Daniel Preston - Williamsburg, VA | The Papers of Daniel Chester French is a collection of historical documents illuminating the life and career of Daniel Chester French, the American sculptor who created two of the iconic images of the United States—the Minute Man statue in Concord, Massachusetts, and the state of Abraham Lincoln in the Lincoln Memorial in Washington, D. C. The edition has been compiled and prepared for publication by Daniel Preston and Michael Richman. The volume totals 1,103 pages (721,269 words), comprising front matter, 1,260 documents, a descriptive list of 359 sculptural works, and indices. It is accompanied by 370 photographs of French’s sculptural work.

Daniel Chester French was born in Exeter, New Hampshire, on 20 April 1850. He sculpted his first figures in 1868, and pursued his craft until his death in October 1931. During that period French fashioned some 360 sculptural works—decorative pieces, memorial plaques, medals, simple tombstones, busts, statues, museum pieces, and public monuments. The letters and other papers presented here document this extraordinary career as well as French’s participation in the development of American art in the late nineteenth and early twentieth century. They also give us a picture of his personal life and provide us with an understanding of his character.
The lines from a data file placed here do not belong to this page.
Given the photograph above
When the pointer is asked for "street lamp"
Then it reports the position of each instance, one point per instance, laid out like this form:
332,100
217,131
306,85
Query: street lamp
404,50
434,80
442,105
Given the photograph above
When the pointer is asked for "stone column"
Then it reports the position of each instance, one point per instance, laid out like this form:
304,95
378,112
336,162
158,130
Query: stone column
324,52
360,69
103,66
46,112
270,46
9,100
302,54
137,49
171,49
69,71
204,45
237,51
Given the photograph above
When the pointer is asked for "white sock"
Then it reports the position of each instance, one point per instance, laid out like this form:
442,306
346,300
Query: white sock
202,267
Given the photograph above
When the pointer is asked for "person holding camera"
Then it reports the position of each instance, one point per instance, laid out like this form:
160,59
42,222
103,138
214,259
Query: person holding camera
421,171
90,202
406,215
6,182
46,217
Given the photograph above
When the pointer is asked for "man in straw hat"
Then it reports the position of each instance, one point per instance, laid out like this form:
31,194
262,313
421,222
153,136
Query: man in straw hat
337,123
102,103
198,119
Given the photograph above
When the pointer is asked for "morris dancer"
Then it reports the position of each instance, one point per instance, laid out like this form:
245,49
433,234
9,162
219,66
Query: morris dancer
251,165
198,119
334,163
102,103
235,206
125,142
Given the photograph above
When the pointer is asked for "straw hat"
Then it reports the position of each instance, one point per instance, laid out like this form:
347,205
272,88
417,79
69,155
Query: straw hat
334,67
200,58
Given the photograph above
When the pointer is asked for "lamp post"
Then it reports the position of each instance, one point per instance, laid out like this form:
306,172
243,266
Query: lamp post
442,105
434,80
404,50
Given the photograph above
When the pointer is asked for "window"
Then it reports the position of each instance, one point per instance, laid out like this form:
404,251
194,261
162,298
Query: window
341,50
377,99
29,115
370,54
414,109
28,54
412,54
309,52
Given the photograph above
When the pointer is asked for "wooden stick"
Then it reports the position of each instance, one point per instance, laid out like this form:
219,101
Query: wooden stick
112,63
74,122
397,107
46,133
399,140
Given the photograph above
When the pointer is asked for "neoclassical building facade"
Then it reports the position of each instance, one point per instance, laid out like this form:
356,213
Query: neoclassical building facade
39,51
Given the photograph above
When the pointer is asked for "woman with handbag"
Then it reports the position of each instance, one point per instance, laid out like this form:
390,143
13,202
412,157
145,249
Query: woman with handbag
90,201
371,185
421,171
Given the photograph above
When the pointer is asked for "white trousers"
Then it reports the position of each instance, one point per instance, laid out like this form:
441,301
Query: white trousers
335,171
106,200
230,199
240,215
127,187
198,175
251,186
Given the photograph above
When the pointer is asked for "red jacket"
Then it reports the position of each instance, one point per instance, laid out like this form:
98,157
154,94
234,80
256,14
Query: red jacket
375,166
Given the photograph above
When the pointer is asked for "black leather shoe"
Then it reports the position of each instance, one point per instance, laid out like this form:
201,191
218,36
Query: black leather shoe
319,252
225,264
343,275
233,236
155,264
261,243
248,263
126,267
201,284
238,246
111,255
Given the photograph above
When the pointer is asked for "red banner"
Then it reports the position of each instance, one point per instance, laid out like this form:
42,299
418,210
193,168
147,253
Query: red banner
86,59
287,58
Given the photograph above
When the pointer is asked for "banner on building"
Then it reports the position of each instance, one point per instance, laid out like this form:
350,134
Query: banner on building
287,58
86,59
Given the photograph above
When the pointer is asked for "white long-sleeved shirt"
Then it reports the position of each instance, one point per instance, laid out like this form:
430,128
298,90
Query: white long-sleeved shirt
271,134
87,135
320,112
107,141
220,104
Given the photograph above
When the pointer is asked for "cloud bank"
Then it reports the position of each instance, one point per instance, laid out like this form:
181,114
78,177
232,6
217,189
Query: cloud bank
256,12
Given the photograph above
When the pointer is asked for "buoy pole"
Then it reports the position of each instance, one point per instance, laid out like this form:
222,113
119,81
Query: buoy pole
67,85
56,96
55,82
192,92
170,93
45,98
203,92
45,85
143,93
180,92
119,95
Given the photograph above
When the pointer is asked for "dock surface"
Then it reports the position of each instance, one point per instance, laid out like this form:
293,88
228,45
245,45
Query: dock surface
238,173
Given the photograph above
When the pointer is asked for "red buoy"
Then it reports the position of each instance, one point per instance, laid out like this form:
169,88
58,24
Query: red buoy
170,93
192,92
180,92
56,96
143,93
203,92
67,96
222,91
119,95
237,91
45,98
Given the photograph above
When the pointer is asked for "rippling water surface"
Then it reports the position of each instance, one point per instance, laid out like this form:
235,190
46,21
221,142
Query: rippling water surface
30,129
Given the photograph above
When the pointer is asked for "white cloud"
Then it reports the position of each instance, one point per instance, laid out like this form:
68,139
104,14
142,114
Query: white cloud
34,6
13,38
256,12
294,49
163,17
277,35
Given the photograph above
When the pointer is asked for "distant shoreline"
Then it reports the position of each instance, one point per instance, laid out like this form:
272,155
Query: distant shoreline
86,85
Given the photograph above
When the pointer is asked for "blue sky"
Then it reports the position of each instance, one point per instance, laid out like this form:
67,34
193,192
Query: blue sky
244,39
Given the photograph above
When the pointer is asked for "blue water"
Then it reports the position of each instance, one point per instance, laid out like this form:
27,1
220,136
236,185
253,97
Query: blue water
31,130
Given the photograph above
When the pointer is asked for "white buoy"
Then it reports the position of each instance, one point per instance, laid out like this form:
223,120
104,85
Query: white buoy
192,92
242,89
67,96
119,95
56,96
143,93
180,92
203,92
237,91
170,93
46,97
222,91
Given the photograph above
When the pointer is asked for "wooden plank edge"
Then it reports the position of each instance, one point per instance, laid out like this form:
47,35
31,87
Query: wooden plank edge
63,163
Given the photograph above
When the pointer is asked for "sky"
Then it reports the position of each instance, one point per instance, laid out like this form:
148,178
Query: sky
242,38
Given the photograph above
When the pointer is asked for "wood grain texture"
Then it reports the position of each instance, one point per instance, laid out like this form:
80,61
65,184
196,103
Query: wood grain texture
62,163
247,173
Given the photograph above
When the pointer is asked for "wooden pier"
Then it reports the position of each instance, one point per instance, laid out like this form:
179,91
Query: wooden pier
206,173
The focus of any work on Daniel Chester French naturally lies upon his sculpture. The papers presented here provide a comprehensive and detailed overview of his work: the preliminary discussions that led to commissions and contracts; the creative process of conceiving, modelling, and casting or carving; and the public reception and approbation of French’s sculpture. French was extremely articulate, and his correspondence with patrons, fellow artists, architects, and friends give us an incomparable look at the creative process. His correspondence also reflects his views on the work of fellow artists and on trends in art, both two-dimensional and sculptural. Furthermore, French’s involvement with arts institutions, such as the National Sculptors’ Society, the Metropolitan Museum of Art, the American Academy in Rome, and the Commission of Fine Arts provides insights into evolution of art in the United States.
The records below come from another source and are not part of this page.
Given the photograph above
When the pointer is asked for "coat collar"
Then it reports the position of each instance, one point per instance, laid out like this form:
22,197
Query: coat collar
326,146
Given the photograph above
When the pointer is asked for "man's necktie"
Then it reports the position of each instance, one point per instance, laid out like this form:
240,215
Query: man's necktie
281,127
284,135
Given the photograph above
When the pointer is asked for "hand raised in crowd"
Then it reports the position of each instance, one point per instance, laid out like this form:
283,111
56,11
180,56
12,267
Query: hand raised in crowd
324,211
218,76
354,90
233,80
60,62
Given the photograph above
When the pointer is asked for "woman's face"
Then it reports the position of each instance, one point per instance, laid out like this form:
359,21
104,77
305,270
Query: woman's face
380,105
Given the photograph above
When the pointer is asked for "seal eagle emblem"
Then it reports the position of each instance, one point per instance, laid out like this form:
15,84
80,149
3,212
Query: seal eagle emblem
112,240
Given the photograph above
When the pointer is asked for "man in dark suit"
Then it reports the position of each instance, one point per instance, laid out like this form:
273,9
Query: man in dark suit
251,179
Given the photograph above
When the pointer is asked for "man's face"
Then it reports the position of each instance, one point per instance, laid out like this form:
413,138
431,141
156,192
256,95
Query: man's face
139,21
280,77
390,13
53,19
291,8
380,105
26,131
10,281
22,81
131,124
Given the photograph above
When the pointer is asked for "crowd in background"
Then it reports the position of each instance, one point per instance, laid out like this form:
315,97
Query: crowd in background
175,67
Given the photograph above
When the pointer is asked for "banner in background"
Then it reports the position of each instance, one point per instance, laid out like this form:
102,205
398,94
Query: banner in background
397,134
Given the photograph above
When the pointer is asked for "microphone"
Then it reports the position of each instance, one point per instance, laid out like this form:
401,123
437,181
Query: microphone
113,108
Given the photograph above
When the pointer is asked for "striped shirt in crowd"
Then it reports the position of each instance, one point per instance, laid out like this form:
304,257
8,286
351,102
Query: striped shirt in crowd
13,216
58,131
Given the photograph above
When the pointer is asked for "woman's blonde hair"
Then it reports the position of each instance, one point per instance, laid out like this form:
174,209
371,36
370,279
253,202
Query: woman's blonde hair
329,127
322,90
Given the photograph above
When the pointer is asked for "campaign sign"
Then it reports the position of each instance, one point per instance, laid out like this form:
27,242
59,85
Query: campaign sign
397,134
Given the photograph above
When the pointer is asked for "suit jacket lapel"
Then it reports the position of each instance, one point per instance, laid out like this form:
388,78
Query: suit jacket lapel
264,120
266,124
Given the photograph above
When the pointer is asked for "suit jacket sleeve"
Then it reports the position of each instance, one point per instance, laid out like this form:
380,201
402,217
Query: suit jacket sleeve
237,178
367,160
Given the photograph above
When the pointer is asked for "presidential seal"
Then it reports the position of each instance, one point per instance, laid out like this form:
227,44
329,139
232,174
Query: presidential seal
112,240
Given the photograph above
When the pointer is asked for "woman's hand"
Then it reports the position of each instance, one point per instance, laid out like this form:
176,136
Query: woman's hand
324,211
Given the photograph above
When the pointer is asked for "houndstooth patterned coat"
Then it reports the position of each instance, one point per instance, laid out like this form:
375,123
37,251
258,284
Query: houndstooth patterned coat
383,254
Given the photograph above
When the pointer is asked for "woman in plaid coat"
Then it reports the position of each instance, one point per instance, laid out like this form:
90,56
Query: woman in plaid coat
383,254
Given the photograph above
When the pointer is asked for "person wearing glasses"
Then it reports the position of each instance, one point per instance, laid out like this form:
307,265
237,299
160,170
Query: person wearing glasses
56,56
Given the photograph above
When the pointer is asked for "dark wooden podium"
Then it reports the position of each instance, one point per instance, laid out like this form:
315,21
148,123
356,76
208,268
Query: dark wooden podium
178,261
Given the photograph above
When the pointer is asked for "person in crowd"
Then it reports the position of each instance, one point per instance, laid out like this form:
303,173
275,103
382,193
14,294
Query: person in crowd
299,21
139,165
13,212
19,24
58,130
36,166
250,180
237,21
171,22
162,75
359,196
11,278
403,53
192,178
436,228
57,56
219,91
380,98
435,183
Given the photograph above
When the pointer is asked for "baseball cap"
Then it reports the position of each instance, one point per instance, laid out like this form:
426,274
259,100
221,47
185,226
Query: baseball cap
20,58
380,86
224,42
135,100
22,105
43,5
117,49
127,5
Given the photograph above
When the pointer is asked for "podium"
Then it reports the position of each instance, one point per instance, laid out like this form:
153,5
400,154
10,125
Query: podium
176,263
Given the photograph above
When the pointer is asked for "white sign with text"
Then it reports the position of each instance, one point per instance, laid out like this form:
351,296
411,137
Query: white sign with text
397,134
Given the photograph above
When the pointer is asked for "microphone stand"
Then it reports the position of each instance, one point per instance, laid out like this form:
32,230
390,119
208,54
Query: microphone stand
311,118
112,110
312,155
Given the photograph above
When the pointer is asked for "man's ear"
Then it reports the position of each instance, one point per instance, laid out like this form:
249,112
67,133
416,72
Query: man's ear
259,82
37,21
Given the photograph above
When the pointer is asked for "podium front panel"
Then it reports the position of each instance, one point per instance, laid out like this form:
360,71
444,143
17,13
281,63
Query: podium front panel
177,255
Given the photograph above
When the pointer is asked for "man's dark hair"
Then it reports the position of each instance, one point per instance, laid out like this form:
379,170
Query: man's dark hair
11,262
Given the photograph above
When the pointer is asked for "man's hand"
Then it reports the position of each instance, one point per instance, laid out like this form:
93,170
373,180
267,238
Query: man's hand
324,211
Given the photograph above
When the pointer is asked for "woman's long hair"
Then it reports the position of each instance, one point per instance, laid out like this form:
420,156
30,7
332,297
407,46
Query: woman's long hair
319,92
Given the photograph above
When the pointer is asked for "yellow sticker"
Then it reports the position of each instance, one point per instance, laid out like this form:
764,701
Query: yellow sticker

The line between the professional and the personal is often thin, and French’s correspondence with friends such as sculptors Evelyn Longman and Augustus Saint-Gaudens, painters Albert Thayer and Edwin Blashfield, architects Charles McKim and Henry Bacon, and patrons Katrina Trask, Harriet Bradbury and George R. White illustrates this. The greatest example, however, is the correspondence with his brother, William M. R. French, who served for thirty-two years as the director of the Art Institute of Chicago. Indeed, all his correspondence with family members—his father Henry Flagg French, step-mother Pamela French, and sisters Harriette Hollis and Sally Bartlett—and with his friends as well, ranges freely between his artistic work and personal affairs. (It should be noted here that only a handful of letters between French and his wife Mary survive. Margaret French Cresson recorded that her father burned their correspondence.)
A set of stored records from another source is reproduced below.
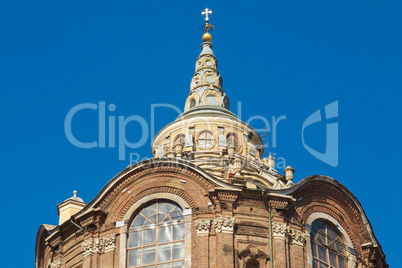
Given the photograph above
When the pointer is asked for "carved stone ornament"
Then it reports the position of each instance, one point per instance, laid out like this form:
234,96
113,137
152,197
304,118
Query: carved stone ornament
91,246
280,230
298,238
58,263
110,242
224,224
203,227
95,245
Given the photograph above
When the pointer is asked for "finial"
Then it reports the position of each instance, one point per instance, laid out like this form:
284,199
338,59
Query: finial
207,37
206,12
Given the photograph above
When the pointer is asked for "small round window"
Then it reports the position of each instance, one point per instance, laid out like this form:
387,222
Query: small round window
206,140
179,139
232,139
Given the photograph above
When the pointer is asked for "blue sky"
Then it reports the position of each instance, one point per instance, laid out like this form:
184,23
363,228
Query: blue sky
279,58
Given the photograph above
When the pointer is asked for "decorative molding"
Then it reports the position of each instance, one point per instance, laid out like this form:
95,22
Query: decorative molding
224,224
58,263
203,227
95,245
280,230
110,242
91,246
298,238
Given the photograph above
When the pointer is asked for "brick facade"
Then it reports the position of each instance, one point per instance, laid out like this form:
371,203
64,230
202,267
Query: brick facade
247,242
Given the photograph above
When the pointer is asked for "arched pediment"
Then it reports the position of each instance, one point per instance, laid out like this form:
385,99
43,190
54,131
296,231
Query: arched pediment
139,172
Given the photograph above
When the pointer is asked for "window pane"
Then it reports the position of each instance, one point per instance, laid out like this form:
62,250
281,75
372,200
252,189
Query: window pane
165,234
164,252
342,262
178,232
314,249
201,143
322,254
148,255
178,251
323,265
176,214
179,264
149,210
134,257
166,265
139,221
149,236
152,219
338,245
135,239
332,259
165,207
315,264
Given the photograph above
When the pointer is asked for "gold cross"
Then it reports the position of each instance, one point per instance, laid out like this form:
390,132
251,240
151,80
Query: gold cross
206,12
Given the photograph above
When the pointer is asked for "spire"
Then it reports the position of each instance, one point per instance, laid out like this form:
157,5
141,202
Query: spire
206,85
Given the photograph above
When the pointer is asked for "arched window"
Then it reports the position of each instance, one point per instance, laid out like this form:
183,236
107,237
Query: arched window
327,246
252,264
180,139
192,103
156,237
206,140
232,139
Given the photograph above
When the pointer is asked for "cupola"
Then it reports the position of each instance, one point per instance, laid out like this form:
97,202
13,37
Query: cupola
70,207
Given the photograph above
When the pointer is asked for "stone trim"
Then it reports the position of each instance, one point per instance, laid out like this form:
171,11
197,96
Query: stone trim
224,224
203,227
298,238
91,245
280,230
110,242
58,263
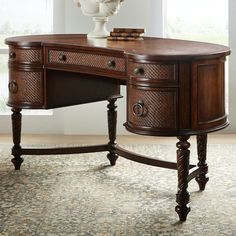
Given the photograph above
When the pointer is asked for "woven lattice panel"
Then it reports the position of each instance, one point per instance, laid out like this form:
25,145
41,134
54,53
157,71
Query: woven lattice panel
25,55
29,87
154,71
86,59
159,108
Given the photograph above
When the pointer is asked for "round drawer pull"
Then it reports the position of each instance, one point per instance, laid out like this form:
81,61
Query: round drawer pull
12,55
62,58
13,87
139,71
111,64
138,108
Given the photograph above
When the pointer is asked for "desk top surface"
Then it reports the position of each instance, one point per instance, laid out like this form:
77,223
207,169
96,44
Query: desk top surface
148,47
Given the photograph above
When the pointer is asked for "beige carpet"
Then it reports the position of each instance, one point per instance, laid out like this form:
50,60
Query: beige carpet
82,195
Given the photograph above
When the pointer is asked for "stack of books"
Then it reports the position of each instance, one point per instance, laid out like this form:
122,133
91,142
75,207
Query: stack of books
126,34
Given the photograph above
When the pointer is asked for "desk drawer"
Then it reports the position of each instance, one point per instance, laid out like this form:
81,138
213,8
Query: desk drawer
25,55
25,87
158,71
86,59
152,108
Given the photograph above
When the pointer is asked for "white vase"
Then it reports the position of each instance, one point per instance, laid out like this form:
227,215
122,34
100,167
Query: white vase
99,10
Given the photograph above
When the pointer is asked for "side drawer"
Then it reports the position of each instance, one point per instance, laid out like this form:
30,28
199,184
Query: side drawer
85,59
151,109
159,71
25,88
22,55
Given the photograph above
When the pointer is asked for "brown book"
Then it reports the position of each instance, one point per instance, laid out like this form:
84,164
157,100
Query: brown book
128,30
123,38
116,34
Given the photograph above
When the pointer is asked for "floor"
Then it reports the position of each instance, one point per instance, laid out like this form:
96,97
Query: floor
99,139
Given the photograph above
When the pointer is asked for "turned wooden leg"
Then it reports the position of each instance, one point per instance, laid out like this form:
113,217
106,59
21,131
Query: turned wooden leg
16,130
202,151
112,120
182,196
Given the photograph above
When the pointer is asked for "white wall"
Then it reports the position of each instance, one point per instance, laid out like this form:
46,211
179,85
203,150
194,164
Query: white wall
232,67
91,118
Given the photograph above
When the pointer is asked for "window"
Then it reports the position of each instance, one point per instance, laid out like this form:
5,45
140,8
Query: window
19,18
201,20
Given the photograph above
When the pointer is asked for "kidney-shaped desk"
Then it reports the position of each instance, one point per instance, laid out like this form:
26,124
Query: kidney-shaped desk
174,88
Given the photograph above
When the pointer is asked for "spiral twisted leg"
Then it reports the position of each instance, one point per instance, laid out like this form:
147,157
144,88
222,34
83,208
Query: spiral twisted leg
16,130
202,151
182,196
112,120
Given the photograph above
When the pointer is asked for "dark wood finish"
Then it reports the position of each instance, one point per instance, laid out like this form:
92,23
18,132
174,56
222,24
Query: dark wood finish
16,130
112,120
202,152
174,88
182,196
An unexpected joy is the letters written by French during his teens and twenties, which began when he was fifteen and writing to his life-long friend, the renowned ornithologist William Brewster. French and Brewster shared an interest in birds and a deep love of nature, and these letters illustrate the bonds of their friendship from when they first met in 1861 until Brewster’s death in 1919. Other letters, written mostly to his brother Will and to his father, present a richly detailed picture of the social life of young adults in Concord, Massachusetts, in Washington, D. C., and for the two years that he resided there in the mid-1870s, in the American community in Florence, Italy. French naturally had extensive connections in the art community, but he also had friends in the world of literature, music, and theater. Chief of among these was Ralph Waldo Emerson, a Concord neighbor who French portrayed in a bust and a statue and who was largely responsible for the twenty-three-year-old French receiving the commission for the Minute Man statue. French was also friendly with the Alcotts—he crafted a bust of Bronson Alcott, and May Alcott encouraged the young French to pursue a career in sculpture. Other prominent correspondents included Emily Dickinson (a neighbor of the French family when they resided in Amherst), Edith Wharton (who had a residence in the Berkshires not far the French summer home), Henry James, Robert Frost, and composer George W. Chadwick, whose composition “The Angel of Death” was inspired by French’s memorial to Martin Milmore.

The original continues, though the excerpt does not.